Friday, October 9, 2009

Van Gogh's letters show his method, not madness

       While Vincent van Gogh has become almost as famed for his troubled mind as for his paintings, a new exhibition in the Van Gogh Museum seeks to remind us there was more method than madness to his style.
       In honour of the publication of a new compendium of all the artist's known correspondence, the museum has put more than 100 personal letters in which he discusses his craft on display alongside the actual paintings.
       Museum director Axel Ruger said the exhibit, opening today, is arranged to make a visitor feel "as if you are being led through the collection with Van Gogh giving commentary on his own work".
       Seeing the letters next to the paintings underlines Van Gogh's professionalism,which is sometimes overlooked amid spectacular biographical details such as his mental illness, his apparent amputation of part of his own left ear, and his suicide in 1890 at age 37.
       In the letters - known from recent books and films - Van Gogh writes about both the philosophy of painting and the technical details.
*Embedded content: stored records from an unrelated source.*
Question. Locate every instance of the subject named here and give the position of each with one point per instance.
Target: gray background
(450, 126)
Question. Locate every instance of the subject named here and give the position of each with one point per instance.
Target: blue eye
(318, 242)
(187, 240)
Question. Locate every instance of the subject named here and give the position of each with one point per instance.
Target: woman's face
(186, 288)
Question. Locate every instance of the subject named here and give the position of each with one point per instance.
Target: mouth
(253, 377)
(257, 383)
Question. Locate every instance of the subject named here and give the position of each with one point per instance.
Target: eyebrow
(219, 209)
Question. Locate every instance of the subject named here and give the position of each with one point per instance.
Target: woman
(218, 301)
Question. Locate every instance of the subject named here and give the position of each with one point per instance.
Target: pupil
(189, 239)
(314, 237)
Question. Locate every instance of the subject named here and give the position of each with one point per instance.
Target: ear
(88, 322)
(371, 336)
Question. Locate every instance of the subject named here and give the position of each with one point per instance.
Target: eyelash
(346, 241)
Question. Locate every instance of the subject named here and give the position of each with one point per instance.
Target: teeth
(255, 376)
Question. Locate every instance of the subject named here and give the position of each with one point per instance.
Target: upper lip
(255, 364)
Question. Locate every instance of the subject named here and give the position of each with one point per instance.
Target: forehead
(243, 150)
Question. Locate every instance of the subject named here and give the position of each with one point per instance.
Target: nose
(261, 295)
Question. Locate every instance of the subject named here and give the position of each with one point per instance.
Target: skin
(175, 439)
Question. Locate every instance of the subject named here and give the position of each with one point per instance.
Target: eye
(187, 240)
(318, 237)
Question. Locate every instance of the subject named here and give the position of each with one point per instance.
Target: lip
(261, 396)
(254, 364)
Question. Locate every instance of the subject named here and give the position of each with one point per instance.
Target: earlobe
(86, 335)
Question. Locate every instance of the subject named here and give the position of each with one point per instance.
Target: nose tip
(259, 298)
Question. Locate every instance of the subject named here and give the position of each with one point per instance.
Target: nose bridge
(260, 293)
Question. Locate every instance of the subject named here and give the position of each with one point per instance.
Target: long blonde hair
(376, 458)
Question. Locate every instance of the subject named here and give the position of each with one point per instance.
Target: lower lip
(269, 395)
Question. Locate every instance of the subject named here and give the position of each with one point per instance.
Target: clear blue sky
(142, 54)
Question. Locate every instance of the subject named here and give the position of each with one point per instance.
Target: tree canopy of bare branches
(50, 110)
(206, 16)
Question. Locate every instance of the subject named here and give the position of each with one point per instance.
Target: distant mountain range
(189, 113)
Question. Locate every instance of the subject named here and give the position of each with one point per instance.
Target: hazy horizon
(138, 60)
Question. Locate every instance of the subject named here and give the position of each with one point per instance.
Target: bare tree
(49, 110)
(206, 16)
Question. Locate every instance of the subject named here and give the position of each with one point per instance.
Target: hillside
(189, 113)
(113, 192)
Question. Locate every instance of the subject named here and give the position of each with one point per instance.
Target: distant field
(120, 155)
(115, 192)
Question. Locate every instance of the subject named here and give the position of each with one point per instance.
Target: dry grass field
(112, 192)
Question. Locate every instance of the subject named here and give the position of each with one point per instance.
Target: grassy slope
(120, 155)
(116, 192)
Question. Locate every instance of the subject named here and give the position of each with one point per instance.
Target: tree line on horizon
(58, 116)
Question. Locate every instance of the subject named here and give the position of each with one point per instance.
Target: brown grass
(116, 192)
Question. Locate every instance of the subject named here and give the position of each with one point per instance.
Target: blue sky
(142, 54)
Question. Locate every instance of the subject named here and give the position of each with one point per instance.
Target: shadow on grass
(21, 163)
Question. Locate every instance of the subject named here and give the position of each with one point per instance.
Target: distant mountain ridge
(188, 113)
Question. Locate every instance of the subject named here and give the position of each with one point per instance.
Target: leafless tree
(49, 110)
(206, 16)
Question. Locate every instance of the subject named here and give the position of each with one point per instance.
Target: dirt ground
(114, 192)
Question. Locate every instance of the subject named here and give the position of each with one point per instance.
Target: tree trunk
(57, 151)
       "I'm working on those peasants around a dish of potatoes again," he said in a letter to his brother Theo on April 9, 1885, referring to one of his earliest masterpieces,The Potato Eaters .The note also contains a sketch of the painting.
       Van Gogh, who was influenced by the Impressionists, said he felt there was "life" in the piece, which he started in the day and continued working on by lamplight on a large canvas.
       "The beautiful effects of the light in nature require one to work very fast" he said, adding he didn't feel he could yet compare with 17th-century Dutch masters such as Rembrandt.
       "At the point where I now am, though,I see a chance of giving a felt impression of what I see ...[but] never exactly - for one sees nature through one's own temperament."
       The compendium includes all 820 known letters by Van Gogh, tracing his youth and late start as a painter to his spectacular blossoming in the late 1880s.
       "The number of letters isn't really unusual but the literary quality of the letters, that's special," said curator Leo Jansen, one of three experts who spent 15 years on the project.
       "You literally can't find it in any other artist: he was painter and writer at the same time."
       Van Gogh's letters were previously translated into English in 1958. The new compendium includes 20 new letters as well as complete versions of some letters previously only published in part.
       More importantly, Mr Jansen said, it gives more precise translations and includes reproductions of more than 2,000 paintings Van Gogh makes reference to.In all, it offers an unusually complete picture of the mental world of one of the world's great artists.
       The entire compilation has been put online as a free, searchable database in French, Dutch and English.
       The museum exhibition opens today and runs through Jan 3,2010.